As schools go back, Ruth Kelly offers a New Plan for a brighter future

(PA)
Schools are back this week — to the relief of parents, most of whom have acquired a new respect for professional teachers after months of vainly attempting to turn homes into classrooms. To mark the occasion this morning we are delighted to publish one of the most important essays ever to appear on TheArticle. “A New Plan for Schools” is exactly that: an outline of what could be the greatest educational reform since the 1944 Butler Education Act. We strongly urge you to read it and pass on the link.
Ruth Kelly, the author, has been a Labour Secretary of State for Education and Skills (2004-5, pictured), besides holding Cabinet portfolios for Transport and Communities. Until recently she was Pro-Vice Chancellor of St Mary’s University, Twickenham. She now serves on the Vatican’s Council for the Economy, having been trained as an economist at Oxford and the LSE. Last but not least, she is a mother of four.
Ms Kelly, in short, knows the British state education system from top to bottom as well as anybody alive. It would be otiose to attempt to summarise her article here; her prose has a luminous clarity that is rare in the jargon-filled world of educationalists. What would, if her proposals were implemented, be the Kelly Education Reform Act rests on four main pillars:
- Reform the examination system to meet the individual needs of children
- Recognise pupils’ cultural, moral, physical and spiritual needs by extending learning beyond the classroom.
- Address the disengagement of many teenagers during the pandemic by letting them choose to combine work and school from the age of 14.
- Teach the teachers throughout their careers, enabling them to deliver the flexible education that they will require to succeed at work and in life.

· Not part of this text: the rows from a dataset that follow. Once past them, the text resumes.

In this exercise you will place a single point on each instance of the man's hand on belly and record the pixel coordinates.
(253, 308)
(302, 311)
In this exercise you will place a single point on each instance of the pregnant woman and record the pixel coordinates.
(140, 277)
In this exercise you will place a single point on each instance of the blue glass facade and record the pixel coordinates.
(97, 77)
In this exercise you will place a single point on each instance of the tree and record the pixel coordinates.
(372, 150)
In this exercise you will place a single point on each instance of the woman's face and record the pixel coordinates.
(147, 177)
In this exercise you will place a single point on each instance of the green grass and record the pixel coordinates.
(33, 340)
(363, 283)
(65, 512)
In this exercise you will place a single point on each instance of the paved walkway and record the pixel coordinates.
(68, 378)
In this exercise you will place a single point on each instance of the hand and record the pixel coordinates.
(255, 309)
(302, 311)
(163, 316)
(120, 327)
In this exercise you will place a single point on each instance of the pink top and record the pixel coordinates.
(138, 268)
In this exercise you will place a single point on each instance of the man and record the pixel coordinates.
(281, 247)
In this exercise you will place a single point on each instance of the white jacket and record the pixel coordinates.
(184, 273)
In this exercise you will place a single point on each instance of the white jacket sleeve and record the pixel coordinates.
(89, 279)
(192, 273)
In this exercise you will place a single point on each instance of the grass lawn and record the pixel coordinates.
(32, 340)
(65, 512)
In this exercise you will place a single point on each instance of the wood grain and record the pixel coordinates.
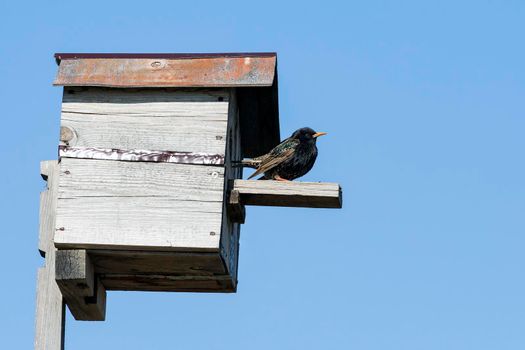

While it is important to grasp the radicalism of the Kelly Plan, it is also vital to understand what it is not. This is no woolly-minded proposal to remove rigour or to dilute standards. With experience of both private and public sectors, Ms Kelly knows what universities and employers expect of students. She values traditional classroom teaching, but she recognises that not every adolescent responds to the same academic methods. Rather than fetishise written exams, we should enable students to create a portfolio of work to demonstrate their skills, including presentation and problem-solving.
Independent schools already provide many of the opportunities that the Kelly Plan envisages extending to all pupils. The unequal contest between private and state institutions has only been exacerbated by the chaos of the past year. Distance learning and online teaching have scarcely been a reality for a substantial minority of the less fortunate. Yet the disruption and disaffection that are bound to add to the task of many, if not most, schools is also an opportunity to rethink our education system. To borrow the language of faith: as a nation, after the crisis we need a process of discernment to decide what really matters in education and how we can make good the sacrifices of the younger generation.
Here at TheArticle, we have tried to help readers to form their own views by offering as broad a range of opinion as is compatible with a civilised society. Some of our articles on education are highly practical, such as the advice on how to teach your child online from the legendary headteacher Katharine Birbalsingh, founder of Michaela Community School. We offer Ruth Kelly’s contribution in the same spirit, but in the hope that it will stimulate a cross-party political debate about the future of our schools.
It would be a miracle if the present Conservative Government were to pick up this gauntlet, thrown down by a former Labour Education Secretary. Yet there is nothing in the New Plan that Boris Johnson, Rishi Sunak or Michael Gove should seriously disagree with. This is a plan to level up British society by giving the many opportunities now available only to the few. Just as RA Butler’s 1944 Education Act transformed state education in the middle of a world war, so the New Plan for Schools offers the only coherent prospectus for a post-pandemic reform of the British education system. Butler is often credited with (or blamed for) turning Britain into a meritocracy. The Kelly Plan is not anti-meritocratic, but recognises that merit may take many different forms. If the Prime Minister really cares about the next generation — which includes his infant son, Wilfred — he should pick up Ruth Kelly’s plan and run with it.